His decision to open a DBGB in Washington is, in some ways, a bold one. Named for New York’s defunct live-music club CBGB, which nurtured the tortured souls who defined the early punk rock movement, DBGB is a sort of homage to the Bowery neighborhood and its history as a restaurant supply district. Boulud said DBGB’s casual touch should be perfect for the District’s increasingly informal dining scene. Plus, its menu is approachable, mixing French, American and other influences to the point where the lines begin to blur. You’ll find classic French charcuterie next to American-style burgers next to Thai-spiced sausages.

Boulud, the guy who practically invented the chef-driven hamburger with his DB Burger (stuffed with braised short ribs and foie gras), said he plans a special patty for the new place. “I want to create a burger for D.C.,” he said, “something with some DNA of D.C. So that’s coming up.”

Can he reveal any of his burger machinations? “Oh, something interesting,” Boulud teased.

Then he smiled. He wasn’t going tell us anything, was he?

“Not today,” the chef said, releasing a throaty laugh.

If not hamburgers, then what about sausages, an item DBGB holds dear? The Bowery restaurant caters to the sausage crowd with a line of links that include an all-beef weiner and a lamb-and-mint merguez. Perhaps Boulud could find room on his menu for Washington’s signature sausage, the half-smoke, that half-beef, half-pork, always spicy banger with the mysterious origins?

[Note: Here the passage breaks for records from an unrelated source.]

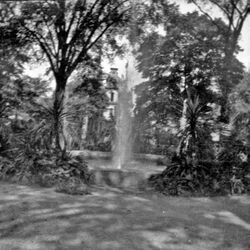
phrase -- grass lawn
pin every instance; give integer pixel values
(40, 219)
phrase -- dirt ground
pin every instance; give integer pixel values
(41, 219)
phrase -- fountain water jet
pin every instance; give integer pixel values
(122, 151)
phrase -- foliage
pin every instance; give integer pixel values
(87, 98)
(67, 33)
(235, 14)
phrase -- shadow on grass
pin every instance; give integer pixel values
(34, 218)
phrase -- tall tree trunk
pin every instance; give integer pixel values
(58, 107)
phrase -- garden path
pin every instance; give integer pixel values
(33, 218)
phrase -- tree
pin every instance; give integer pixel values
(67, 33)
(235, 13)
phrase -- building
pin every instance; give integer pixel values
(99, 128)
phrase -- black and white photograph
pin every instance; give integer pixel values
(124, 124)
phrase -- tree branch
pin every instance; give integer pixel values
(43, 46)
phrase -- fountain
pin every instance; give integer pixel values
(122, 150)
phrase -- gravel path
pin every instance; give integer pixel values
(41, 219)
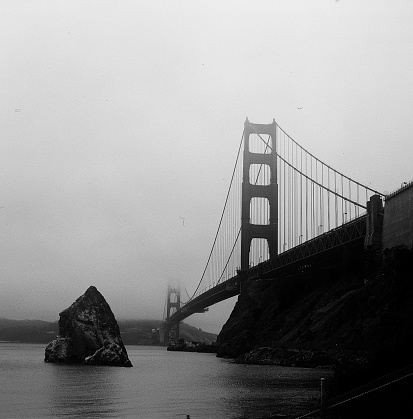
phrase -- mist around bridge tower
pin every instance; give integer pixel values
(120, 125)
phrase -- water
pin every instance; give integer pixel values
(160, 385)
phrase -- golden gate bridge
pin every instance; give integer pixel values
(285, 212)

Boulud had never heard of it, but you could see the cogs and flywheels start to turn in his brain.

“Oh,” he said, “that’s an aspiration right there that we can work on.”

Was he serious? Could Washington look forward to a Daniel Boulud-branded half-smoke in the future?

“Sounds like a good one,” he said. “We’re going to try to find one today on the way out of town.”